Après l’université, j’avais déjà des sons qui fonctionnaient bien. C’est alors que Krea de l’Asia a parlé de moi à Manaja Will. Michael Moore m’a ensuite intégré dans la compilation Banlieue brûle. Puis, j’ai rejoint le collectif DHR, avec lequel nous avons sorti l’album Hip Hop Nevada en 2013 à la plage de Takonko. Quand les choses ne se passaient pas comme je le souhaitais, j’ai pris mon destin en main et choisi d’évoluer en solo. Pour moi, ce n’était pas une question d’argent, mais de vision. En solo, tu assumes tes choix et tes convictions.
Vous avez combien d’albums aujourd’hui ?
J’ai enregistré plusieurs albums qui ne sont jamais sortis. Après le collectif, j’en ai fait un à Dakar, puis un autre, mais aucun n’a été publié. C’est finalement le troisième, sorti après la crise du COVID-19, qui a été connu du grand public comme mon premier. Il est paru le 7 mai 2022, grâce notamment au soutien de Macka Traoré, de Krea de l’Asia et d’autres grands frères du milieu.
Vos chansons dénoncent souvent la violence, la corruption et l’injustice. Pourquoi ce choix ?
C’est l’effet de la société. J’ai choisi cette ligne parce que je veux marquer mon temps. Quand tu veux entrer dans l’histoire, il y a des valeurs à défendre et des causes à porter. Même si je ne suis plus de ce monde demain, mes chansons témoigneront de mes convictions.
Quels sont vos rapports avec le gouvernement ?
Aucun lien. Je suis un artiste solitaire, neutre. Je ne suis impliqué ni dans le gouvernement ni dans l’opposition. J’ai des proches dans l’administration, mais cela ne m’oblige pas à soutenir un camp. Je défends une cause précise et je n’ai de comptes à rendre à personne, ni au pouvoir ni à l’opposition.
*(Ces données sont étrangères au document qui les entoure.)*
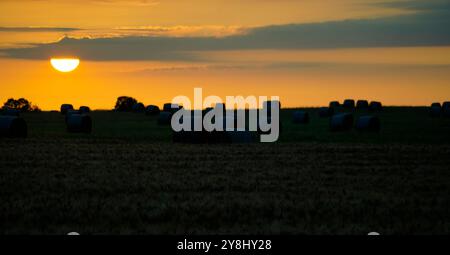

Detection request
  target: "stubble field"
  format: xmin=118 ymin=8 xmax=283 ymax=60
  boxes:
xmin=0 ymin=108 xmax=450 ymax=235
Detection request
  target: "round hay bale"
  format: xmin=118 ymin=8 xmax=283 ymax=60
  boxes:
xmin=226 ymin=131 xmax=255 ymax=143
xmin=330 ymin=113 xmax=353 ymax=131
xmin=158 ymin=111 xmax=172 ymax=126
xmin=64 ymin=110 xmax=81 ymax=123
xmin=2 ymin=108 xmax=20 ymax=117
xmin=78 ymin=106 xmax=91 ymax=114
xmin=202 ymin=107 xmax=214 ymax=117
xmin=292 ymin=111 xmax=309 ymax=124
xmin=257 ymin=117 xmax=283 ymax=135
xmin=442 ymin=101 xmax=450 ymax=117
xmin=369 ymin=101 xmax=383 ymax=112
xmin=163 ymin=103 xmax=183 ymax=113
xmin=342 ymin=99 xmax=355 ymax=109
xmin=263 ymin=100 xmax=281 ymax=117
xmin=329 ymin=101 xmax=341 ymax=108
xmin=319 ymin=107 xmax=334 ymax=118
xmin=61 ymin=104 xmax=73 ymax=114
xmin=132 ymin=103 xmax=145 ymax=113
xmin=430 ymin=103 xmax=442 ymax=118
xmin=214 ymin=103 xmax=227 ymax=111
xmin=145 ymin=105 xmax=161 ymax=116
xmin=66 ymin=114 xmax=92 ymax=134
xmin=356 ymin=116 xmax=381 ymax=132
xmin=356 ymin=100 xmax=369 ymax=110
xmin=0 ymin=116 xmax=28 ymax=138
xmin=172 ymin=115 xmax=209 ymax=144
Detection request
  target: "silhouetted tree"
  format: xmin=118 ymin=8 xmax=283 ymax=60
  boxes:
xmin=114 ymin=96 xmax=138 ymax=112
xmin=3 ymin=98 xmax=41 ymax=112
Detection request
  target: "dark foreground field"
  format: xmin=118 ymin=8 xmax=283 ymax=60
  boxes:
xmin=0 ymin=108 xmax=450 ymax=234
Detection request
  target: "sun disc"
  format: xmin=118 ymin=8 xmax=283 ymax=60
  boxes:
xmin=50 ymin=58 xmax=80 ymax=73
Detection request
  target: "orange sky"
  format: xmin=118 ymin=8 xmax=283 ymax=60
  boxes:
xmin=0 ymin=0 xmax=450 ymax=110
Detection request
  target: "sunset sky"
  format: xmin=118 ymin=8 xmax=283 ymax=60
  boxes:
xmin=0 ymin=0 xmax=450 ymax=110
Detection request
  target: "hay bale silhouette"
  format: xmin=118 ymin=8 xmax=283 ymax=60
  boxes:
xmin=442 ymin=101 xmax=450 ymax=117
xmin=158 ymin=111 xmax=172 ymax=126
xmin=1 ymin=108 xmax=20 ymax=117
xmin=319 ymin=107 xmax=334 ymax=118
xmin=60 ymin=104 xmax=73 ymax=114
xmin=78 ymin=106 xmax=91 ymax=114
xmin=132 ymin=103 xmax=145 ymax=113
xmin=329 ymin=101 xmax=341 ymax=108
xmin=369 ymin=101 xmax=383 ymax=112
xmin=356 ymin=116 xmax=381 ymax=132
xmin=66 ymin=114 xmax=92 ymax=134
xmin=292 ymin=111 xmax=309 ymax=124
xmin=64 ymin=109 xmax=81 ymax=123
xmin=342 ymin=99 xmax=355 ymax=109
xmin=163 ymin=103 xmax=183 ymax=113
xmin=145 ymin=105 xmax=161 ymax=116
xmin=263 ymin=100 xmax=281 ymax=117
xmin=356 ymin=100 xmax=369 ymax=110
xmin=202 ymin=107 xmax=214 ymax=117
xmin=0 ymin=116 xmax=28 ymax=138
xmin=330 ymin=113 xmax=353 ymax=131
xmin=430 ymin=103 xmax=442 ymax=118
xmin=226 ymin=131 xmax=255 ymax=143
xmin=172 ymin=115 xmax=209 ymax=144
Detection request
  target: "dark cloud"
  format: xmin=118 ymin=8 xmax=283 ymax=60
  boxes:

Si vous aviez la possibilité de chanter pour le président de la Transition ?
Il y a plusieurs façons de chanter pour un président. Moi, je l’ai déjà fait à travers ma chanson “I don’t”, qui était un appel à la prudence et à la bonne gestion du pays. Ce n’était pas pour flatter qui que ce soit, mais pour sensibiliser. C’est ça, mon rôle d’artiste.
Avez-vous des regrets dans votre carrière ou votre vie ?
Aucun regret. J’ai traversé des moments difficiles, connu la trahison à plusieurs reprises, mais je considère cela comme des étapes de la vie. Je préfère assumer mes choix. Chaque épreuve forge un homme.
Quel regard portez-vous sur la musique de la jeune génération ?
La musique évolue, et chaque génération a sa vision. Mais je pense que certains thèmes doivent être abordés avec plus de responsabilité. Nous avons besoin d’artistes capables d’élever les consciences, de chanter l’amour, de porter des messages positifs, pas seulement de surfer sur la dépravation.
Êtes-vous satisfait du BGDA ( Bureau Guinéen du Droit d’Auteur ?

Il y a des améliorations. Avant, les artistes faisaient la queue pour toucher leurs droits. Aujourd’hui, grâce au digital, tout passe par les banques et c’est plus transparent. Mais il reste encore du chemin à parcourir. Le BGDA doit s’inspirer de pays comme la Côte d’Ivoire ou le Sénégal pour aller plus loin.
Si vous rencontriez le président de la Transition, que lui diriez-vous ?
Le président est le père de la Nation. Si mon père m’appelle, j’irai le voir, et je lui dirai ce que je pense de la situation du pays, sans chercher à lui plaire. Mais je préfère garder ces propos pour le jour où je serai effectivement face à lui.
Quels sont vos rapports avec Djanii Alpha ?
Djanii Alpha et moi avons de très bons rapports fraternels. Nous nous respectons mutuellement, même si nous ne défendons pas la même ligne.

Quels sont vos projets futurs ?
Le plus grand projet de tout être humain, c’est d’entrer au paradis. Mais avant cela, mon rêve le plus cher est de me marier et d’avoir des enfants. Je veux me responsabiliser et penser à l’avenir de ma famille.
Votre message de fin ?
Je remercie le peuple de Guinée et le site d’information Africaguinee.com pour cette interview. J’espère que notre pays aura enfin ce qu’il mérite.